In a major move within the global artificial intelligence race, technology giant Apple has recruited a seasoned Indian-origin executive to lead its AI ambitions. The company has appointed Amar Subramanya, an engineer educated in Bengaluru and a veteran of both Google and Microsoft, as its new Vice President of Artificial Intelligence.
From Bengaluru Roots to Silicon Valley Stardom
Amar Subramanya's journey to the pinnacle of Silicon Valley began in India's tech capital. Born and educated in Bengaluru, he completed his Bachelor of Engineering in Electrical, Electronics and Communications from Bangalore University in 2001. He then moved to the United States for higher studies, earning his PhD from the University of Washington in Seattle in 2009. His doctoral research specialised in semi-supervised learning and graphical models, areas that are now crucial for companies like Apple that operate with strict data privacy norms.
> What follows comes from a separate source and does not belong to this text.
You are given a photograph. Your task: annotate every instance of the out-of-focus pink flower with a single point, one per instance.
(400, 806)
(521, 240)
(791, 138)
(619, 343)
During his graduate years, he worked on speech recognition, natural language processing (NLP), and human-activity analysis. His expertise was recognised early when he received a prestigious Microsoft Research Graduate Fellowship in 2007. He also co-authored "Graph-Based Semi-Supervised Learning," a text that is now widely cited in machine-learning courses globally.
A Decade and a Half at Google, Followed by a Microsoft Stint
Subramanya's professional career took off at Google, where he spent a remarkable 16 years after joining in 2009. His roles seamlessly bridged research and engineering. By 2023, he was leading the engineering efforts for Google's flagship multimodal AI model, Gemini, which scales up to a massive 1.2 trillion parameters. His work focused on large-scale NLP, multimodal systems, and speech technologies.
In a notable shift in July 2025, he left Google for Microsoft, taking up the role of Corporate Vice-President of AI. This move was part of a larger talent exodus that saw Microsoft hire over 20 researchers from Google's DeepMind unit. His LinkedIn announcement praising Microsoft's culture was widely interpreted as a subtle critique of Google's internal environment.
At Microsoft, he contributed to the foundation-model architecture powering Copilot, the AI assistant integrated across Windows, Office, and Azure cloud services.
The Apple Mandate: Fixing Siri and Accelerating AI
At Apple, Subramanya replaces John Giannandrea, who is retiring after several years at the helm of Apple's machine-learning and AI strategy. Subramanya's new responsibilities are critical and vast. He will oversee:
- Apple's foundation models.
- The company's machine-learning research teams.
- AI safety initiatives.
His immediate mandate includes advancing Apple's reported in-house model with 1 trillion parameters and guiding the company's planned $1 billion licensing deal with Google's Gemini—a partnership filled with competitive irony given his background.
Apple's primary hope is that Subramanya's deep expertise in speech and multimodal systems will finally help revive Siri, Apple's voice assistant long criticised for lagging behind rivals from OpenAI, Google, Meta, and Anthropic. His appointment is seen as a direct effort to close the growing AI gap and solidify Apple's position in the intensifying global AI race.